Mestre José Facury

Fotos: Mariana Monteiro


Do Maranhão a Cabo Frio: um Guardião dos Bonecos e da Cultura Viva

Natural do Maranhão, o professor de artes e arte-educador aposentado da UERJ (Universidade do Estado do Rio de Janeiro) construiu suas raízes em solo fluminense. Em 1984, mudou-se para a cidade de Cabo Frio, na Região dos Lagos, onde fincou suas fundações ao casar-se com uma artista cabo-friense especializada na confecção de bonecos.

Sua trajetória sempre foi pautada pela interdisciplinaridade das artes, transitando com fluidez pelo teatro, desenho, escrita e pela arte titeriteira (teatro de bonecos). Essa efervescência criativa em ambiente familiar fez com que ele, sua esposa e seus filhos unissem forças para fundar um grupo de teatro próprio. O que começou como uma companhia de atuação cênica expandiu-se e, com o tempo, desdobrou-se na criação de dois espaços culturais independentes na cidade.


O Território Cênico e a Padaria Cultural

Atualmente, o artista gerencia uma engrenagem cultural complexa em uma área de transição socioeconômica estratégica em Cabo Frio: um território situado geograficamente entre a rodoviária municipal, a comunidade do Itajuru e o centro urbano, fazendo fronteira com condomínios de classe média alta. Nesse entroncamento de realidades, pulsa o seu ponto de cultura familiar.

O espaço possui uma dinâmica de autossustentabilidade única, dividindo-se em três pilares integrados: o Pequeno Teatro e Museu de Bonecos, que guarda um expressivo e volumoso acervo de bonecos teatrais históricos e sedia apresentações cênicas; a Padaria Artesanal, gerenciada por seu filho, aberta diariamente das 8h às 18h e serve como a principal fonte de realimentação financeira para cobrir os custos e manter a autonomia do centro cultural. Logo após o fechamento da padaria, o espaço transforma-se por completo, abrindo suas portas para ensaios, oficinas e o desenvolvimento de produções artísticas variadas, um polo noturno.

Além desse centro cultural familiar, o educador atua ativamente na Tribal (Associação Cultural Tributo à Arte e à Liberdade), um segundo ponto de cultura que reúne e articula uma ampla rede de artistas locais. Diante do desafio logístico de gerenciar duas estruturas robustas na maturidade, ele trabalha para unificar as iniciativas em um único e potente polo cultural.


Militância e a Defesa da Política Cultura Viva

Com uma vida inteira dedicada à formação de cidadãos por meio da arte, ele acumula uma sólida bagagem na formulação de políticas públicas, exercendo o mandato de conselheiro no Conselho Nacional de Cultura. Embora planeje encerrar seu ciclo nos conselhos institucionais ao final de seu mandato, sua convicção ideológica permanece inabalável.

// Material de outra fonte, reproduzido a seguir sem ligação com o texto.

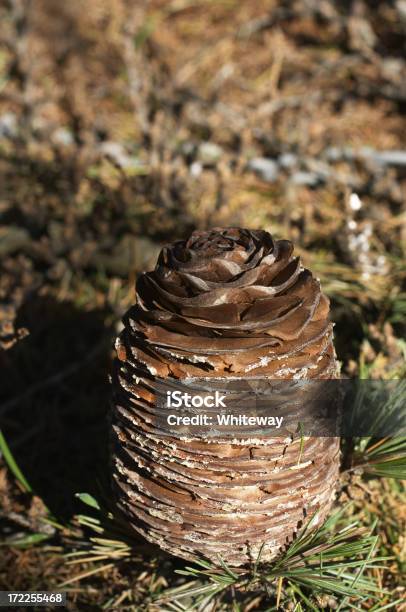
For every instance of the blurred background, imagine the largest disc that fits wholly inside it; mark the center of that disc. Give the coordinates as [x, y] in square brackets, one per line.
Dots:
[127, 124]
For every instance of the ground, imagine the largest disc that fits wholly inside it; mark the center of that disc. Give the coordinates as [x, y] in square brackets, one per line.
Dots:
[127, 124]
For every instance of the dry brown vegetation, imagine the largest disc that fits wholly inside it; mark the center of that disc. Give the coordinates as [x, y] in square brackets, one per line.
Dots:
[125, 124]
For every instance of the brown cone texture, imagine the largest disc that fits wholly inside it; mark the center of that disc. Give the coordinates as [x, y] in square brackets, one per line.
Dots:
[226, 303]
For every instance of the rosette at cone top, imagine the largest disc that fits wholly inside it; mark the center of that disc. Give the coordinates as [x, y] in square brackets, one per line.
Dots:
[227, 303]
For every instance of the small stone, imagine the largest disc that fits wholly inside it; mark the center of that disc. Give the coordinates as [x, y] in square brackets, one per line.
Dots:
[267, 169]
[209, 153]
[288, 160]
[309, 179]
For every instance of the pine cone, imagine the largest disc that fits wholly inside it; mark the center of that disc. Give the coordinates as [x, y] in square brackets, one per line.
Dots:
[227, 304]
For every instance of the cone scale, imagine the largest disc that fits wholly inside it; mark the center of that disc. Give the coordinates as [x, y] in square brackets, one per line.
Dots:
[226, 304]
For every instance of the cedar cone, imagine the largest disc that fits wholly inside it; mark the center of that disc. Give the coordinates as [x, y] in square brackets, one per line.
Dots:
[226, 303]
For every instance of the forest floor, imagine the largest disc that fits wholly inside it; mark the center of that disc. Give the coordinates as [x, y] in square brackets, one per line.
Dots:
[124, 125]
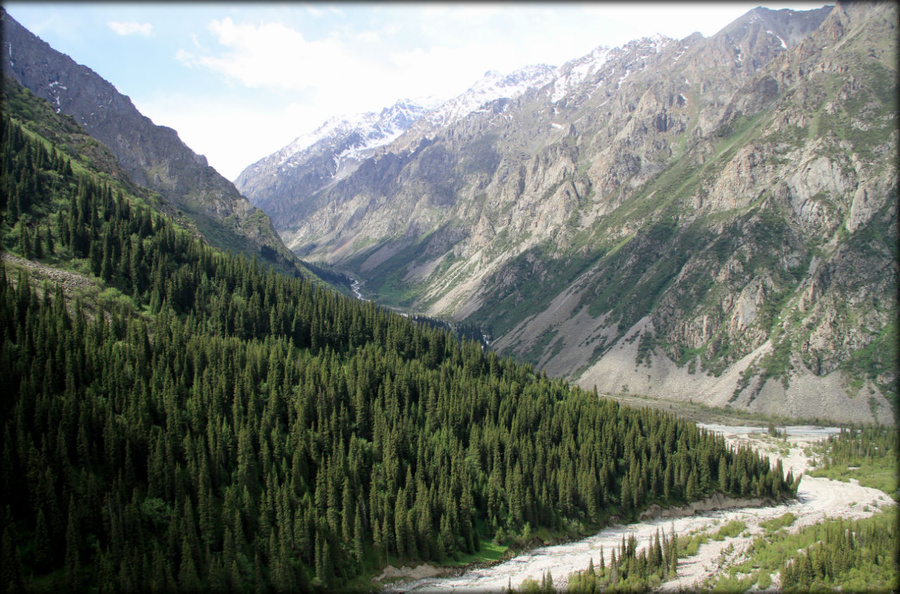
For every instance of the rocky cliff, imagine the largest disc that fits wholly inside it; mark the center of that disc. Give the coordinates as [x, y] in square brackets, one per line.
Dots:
[153, 156]
[710, 219]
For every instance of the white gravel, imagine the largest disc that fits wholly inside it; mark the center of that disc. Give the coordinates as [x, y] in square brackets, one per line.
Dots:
[817, 498]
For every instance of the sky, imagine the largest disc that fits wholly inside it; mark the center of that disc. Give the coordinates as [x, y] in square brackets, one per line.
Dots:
[239, 81]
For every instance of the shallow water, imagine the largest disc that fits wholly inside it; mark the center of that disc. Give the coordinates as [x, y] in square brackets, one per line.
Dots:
[816, 499]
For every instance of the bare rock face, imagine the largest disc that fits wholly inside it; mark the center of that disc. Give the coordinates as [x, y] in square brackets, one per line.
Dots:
[708, 219]
[153, 156]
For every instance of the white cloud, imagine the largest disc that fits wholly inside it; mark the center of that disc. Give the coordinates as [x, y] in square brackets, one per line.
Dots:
[131, 28]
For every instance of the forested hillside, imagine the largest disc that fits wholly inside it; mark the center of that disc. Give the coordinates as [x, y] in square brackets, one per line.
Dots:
[181, 418]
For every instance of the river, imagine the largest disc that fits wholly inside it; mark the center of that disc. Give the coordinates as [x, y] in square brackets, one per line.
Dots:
[816, 499]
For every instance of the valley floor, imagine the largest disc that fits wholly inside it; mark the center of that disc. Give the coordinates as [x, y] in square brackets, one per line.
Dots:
[817, 499]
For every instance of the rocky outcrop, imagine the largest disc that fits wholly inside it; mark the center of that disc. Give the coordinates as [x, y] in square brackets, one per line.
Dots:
[708, 219]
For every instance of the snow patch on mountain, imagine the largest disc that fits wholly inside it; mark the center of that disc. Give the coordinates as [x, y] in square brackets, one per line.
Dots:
[492, 86]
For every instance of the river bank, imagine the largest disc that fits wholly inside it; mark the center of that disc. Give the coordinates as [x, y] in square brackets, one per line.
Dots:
[817, 498]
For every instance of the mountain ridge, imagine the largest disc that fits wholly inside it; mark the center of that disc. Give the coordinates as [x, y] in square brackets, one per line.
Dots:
[533, 206]
[154, 156]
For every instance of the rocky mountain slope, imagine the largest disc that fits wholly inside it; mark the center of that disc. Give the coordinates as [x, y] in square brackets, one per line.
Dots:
[153, 156]
[710, 219]
[282, 183]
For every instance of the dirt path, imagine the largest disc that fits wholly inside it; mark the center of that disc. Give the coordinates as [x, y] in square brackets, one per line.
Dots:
[817, 498]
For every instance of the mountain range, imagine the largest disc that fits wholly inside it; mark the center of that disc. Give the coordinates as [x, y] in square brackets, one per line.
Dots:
[151, 156]
[704, 219]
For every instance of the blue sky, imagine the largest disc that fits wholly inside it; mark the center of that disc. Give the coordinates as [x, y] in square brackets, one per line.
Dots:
[239, 81]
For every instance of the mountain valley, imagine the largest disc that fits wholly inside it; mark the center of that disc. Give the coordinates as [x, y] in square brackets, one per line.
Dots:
[711, 220]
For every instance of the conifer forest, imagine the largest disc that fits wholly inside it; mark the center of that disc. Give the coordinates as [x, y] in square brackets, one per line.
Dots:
[189, 419]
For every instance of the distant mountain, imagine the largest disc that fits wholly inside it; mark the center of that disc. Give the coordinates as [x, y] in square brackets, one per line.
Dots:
[153, 156]
[281, 183]
[710, 219]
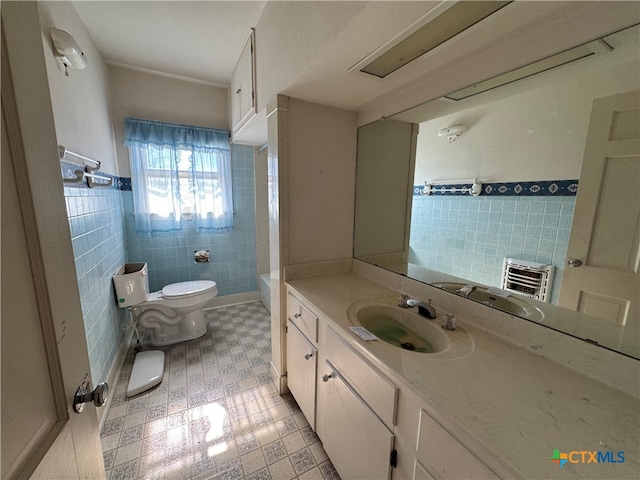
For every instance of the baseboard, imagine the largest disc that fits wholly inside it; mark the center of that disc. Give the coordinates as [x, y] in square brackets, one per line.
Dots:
[235, 299]
[114, 374]
[280, 381]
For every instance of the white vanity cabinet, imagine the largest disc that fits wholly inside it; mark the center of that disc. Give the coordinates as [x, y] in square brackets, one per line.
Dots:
[302, 356]
[356, 413]
[243, 88]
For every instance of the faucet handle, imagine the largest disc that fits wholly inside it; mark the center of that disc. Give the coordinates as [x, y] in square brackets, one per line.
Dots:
[403, 300]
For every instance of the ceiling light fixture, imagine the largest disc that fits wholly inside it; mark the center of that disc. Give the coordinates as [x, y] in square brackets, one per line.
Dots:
[452, 133]
[563, 58]
[67, 50]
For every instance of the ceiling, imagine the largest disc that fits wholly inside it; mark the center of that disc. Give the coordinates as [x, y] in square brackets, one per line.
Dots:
[198, 40]
[315, 45]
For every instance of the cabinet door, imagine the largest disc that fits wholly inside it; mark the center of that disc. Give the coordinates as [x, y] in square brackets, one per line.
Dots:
[302, 358]
[357, 442]
[243, 105]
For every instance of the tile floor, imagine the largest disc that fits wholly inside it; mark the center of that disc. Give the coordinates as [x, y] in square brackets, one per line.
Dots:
[216, 414]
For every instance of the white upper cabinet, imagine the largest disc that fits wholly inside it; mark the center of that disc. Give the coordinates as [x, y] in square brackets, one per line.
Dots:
[243, 89]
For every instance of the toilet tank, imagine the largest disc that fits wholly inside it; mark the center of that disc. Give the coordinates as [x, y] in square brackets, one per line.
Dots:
[132, 284]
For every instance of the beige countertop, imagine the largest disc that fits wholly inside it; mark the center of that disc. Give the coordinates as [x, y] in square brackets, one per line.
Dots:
[518, 405]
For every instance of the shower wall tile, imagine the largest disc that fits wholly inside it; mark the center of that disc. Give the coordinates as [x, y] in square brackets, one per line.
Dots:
[469, 237]
[233, 254]
[97, 233]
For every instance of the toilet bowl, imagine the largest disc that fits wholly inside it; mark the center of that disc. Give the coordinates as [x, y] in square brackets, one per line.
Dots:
[173, 314]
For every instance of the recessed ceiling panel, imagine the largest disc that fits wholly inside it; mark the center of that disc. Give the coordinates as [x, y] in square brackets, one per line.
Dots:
[445, 26]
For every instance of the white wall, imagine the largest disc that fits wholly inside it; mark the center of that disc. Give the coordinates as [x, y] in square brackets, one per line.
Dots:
[538, 134]
[80, 101]
[321, 183]
[289, 35]
[163, 99]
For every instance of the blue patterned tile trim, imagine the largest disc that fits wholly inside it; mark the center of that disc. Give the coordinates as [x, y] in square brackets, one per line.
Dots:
[543, 188]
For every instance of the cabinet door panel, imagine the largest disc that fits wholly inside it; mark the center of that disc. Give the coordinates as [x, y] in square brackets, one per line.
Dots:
[302, 358]
[357, 442]
[379, 393]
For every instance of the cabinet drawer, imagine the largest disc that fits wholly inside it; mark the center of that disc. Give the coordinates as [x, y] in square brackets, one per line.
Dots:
[444, 457]
[379, 393]
[302, 317]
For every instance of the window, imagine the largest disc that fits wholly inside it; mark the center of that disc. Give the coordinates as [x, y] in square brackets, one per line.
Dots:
[179, 173]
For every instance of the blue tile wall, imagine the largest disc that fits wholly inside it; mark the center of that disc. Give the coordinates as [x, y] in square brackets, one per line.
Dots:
[97, 233]
[233, 254]
[469, 237]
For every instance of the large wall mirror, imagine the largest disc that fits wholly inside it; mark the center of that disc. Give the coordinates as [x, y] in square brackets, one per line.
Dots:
[526, 147]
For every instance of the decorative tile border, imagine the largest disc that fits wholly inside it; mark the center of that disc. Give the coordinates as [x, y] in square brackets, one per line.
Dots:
[543, 188]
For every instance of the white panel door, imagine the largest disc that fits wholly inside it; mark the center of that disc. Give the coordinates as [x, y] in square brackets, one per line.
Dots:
[43, 343]
[602, 278]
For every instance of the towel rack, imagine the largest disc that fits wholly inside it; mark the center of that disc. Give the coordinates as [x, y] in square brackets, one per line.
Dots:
[63, 152]
[474, 188]
[87, 174]
[81, 175]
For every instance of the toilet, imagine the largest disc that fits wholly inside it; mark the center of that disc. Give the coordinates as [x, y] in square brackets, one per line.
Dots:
[173, 314]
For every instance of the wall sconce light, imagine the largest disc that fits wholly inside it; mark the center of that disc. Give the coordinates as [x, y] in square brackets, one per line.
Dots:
[452, 133]
[67, 50]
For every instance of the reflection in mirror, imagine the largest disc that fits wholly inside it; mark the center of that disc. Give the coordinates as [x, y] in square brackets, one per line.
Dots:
[525, 143]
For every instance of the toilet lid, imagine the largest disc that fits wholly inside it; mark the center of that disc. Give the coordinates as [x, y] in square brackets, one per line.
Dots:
[184, 289]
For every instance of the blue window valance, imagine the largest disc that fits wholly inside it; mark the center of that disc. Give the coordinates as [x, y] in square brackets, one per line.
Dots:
[178, 173]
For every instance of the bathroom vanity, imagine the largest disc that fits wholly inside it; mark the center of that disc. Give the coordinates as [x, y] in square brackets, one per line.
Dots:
[482, 408]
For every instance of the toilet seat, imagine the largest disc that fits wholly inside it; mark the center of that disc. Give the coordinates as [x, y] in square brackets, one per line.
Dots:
[187, 289]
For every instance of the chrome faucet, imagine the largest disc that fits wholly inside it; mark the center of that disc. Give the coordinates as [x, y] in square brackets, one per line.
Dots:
[424, 308]
[466, 290]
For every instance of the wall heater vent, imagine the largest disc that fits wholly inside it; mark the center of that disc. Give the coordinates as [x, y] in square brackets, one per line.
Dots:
[529, 279]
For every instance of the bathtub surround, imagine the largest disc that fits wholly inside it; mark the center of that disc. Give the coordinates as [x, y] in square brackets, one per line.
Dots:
[98, 238]
[469, 237]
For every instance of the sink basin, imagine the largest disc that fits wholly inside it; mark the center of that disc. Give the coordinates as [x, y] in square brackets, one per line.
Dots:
[400, 327]
[511, 304]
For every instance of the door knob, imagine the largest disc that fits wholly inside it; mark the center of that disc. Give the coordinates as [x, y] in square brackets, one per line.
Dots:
[574, 262]
[98, 396]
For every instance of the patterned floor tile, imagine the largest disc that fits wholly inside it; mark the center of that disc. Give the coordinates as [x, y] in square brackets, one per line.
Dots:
[216, 414]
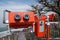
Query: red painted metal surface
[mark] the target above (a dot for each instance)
(21, 23)
(37, 27)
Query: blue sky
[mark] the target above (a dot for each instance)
(14, 5)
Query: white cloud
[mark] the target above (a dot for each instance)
(15, 6)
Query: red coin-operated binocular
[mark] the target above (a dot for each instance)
(26, 19)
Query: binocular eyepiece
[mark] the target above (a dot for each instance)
(17, 17)
(26, 17)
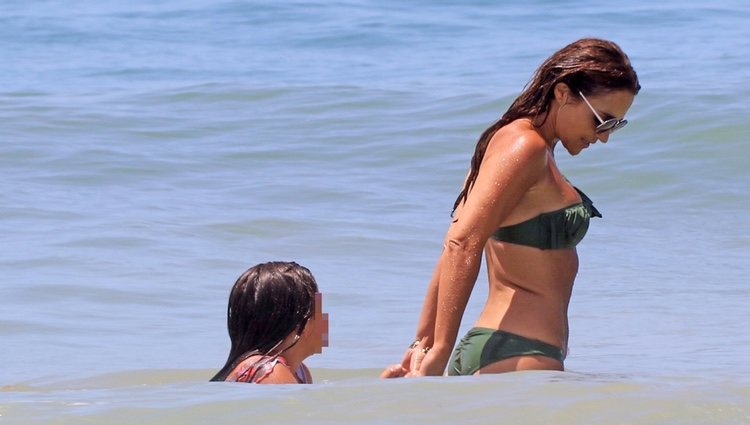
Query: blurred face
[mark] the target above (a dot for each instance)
(577, 120)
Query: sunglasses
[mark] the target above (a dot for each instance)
(610, 125)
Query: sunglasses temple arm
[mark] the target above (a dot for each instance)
(601, 121)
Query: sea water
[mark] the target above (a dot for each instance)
(152, 151)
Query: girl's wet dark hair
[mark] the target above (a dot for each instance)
(268, 302)
(590, 65)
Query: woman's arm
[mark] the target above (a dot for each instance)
(510, 167)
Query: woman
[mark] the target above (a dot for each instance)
(275, 321)
(517, 207)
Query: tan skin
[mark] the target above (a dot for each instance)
(529, 288)
(311, 341)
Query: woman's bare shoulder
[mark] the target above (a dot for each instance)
(518, 142)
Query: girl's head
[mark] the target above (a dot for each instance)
(268, 303)
(588, 67)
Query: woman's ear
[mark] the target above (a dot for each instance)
(562, 93)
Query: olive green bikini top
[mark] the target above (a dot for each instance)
(559, 229)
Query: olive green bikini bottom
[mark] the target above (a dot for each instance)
(483, 346)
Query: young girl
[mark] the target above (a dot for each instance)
(275, 321)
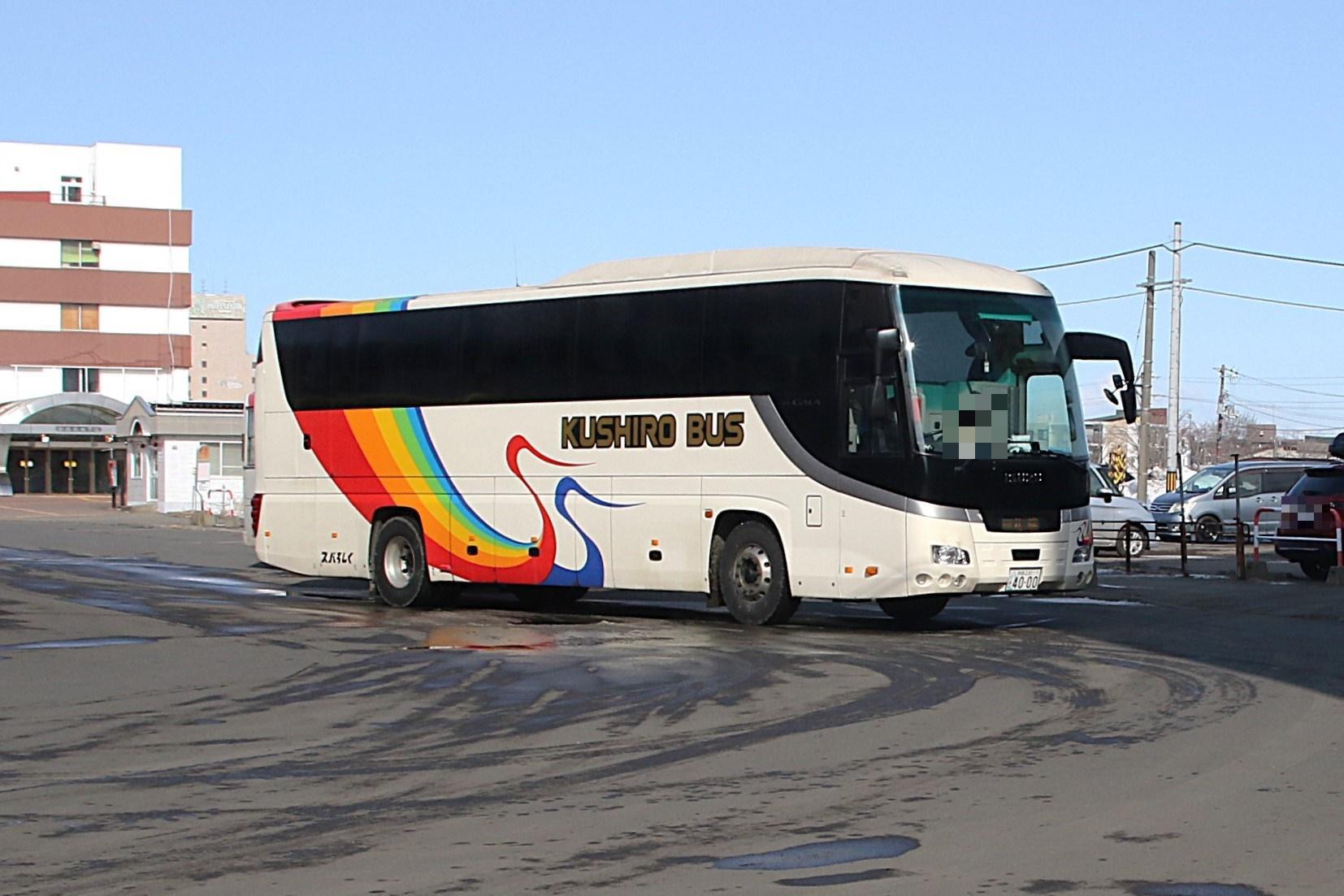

Para o arte-educador, Mestre José Facury, os editais públicos conquistados esporadicamente são complementos importantes, mas o verdadeiro motor da transformação social reside no reconhecimento comunitário de base. Defensor ferrenho da descentralização da arte, ele reafirma a Política Nacional Cultura Viva como o modelo de excelência por democratizar o acesso e valorizar os fazedores de cultura que atuam no cotidiano das franjas urbanas, mantendo viva a chama da criatividade e do acolhimento social.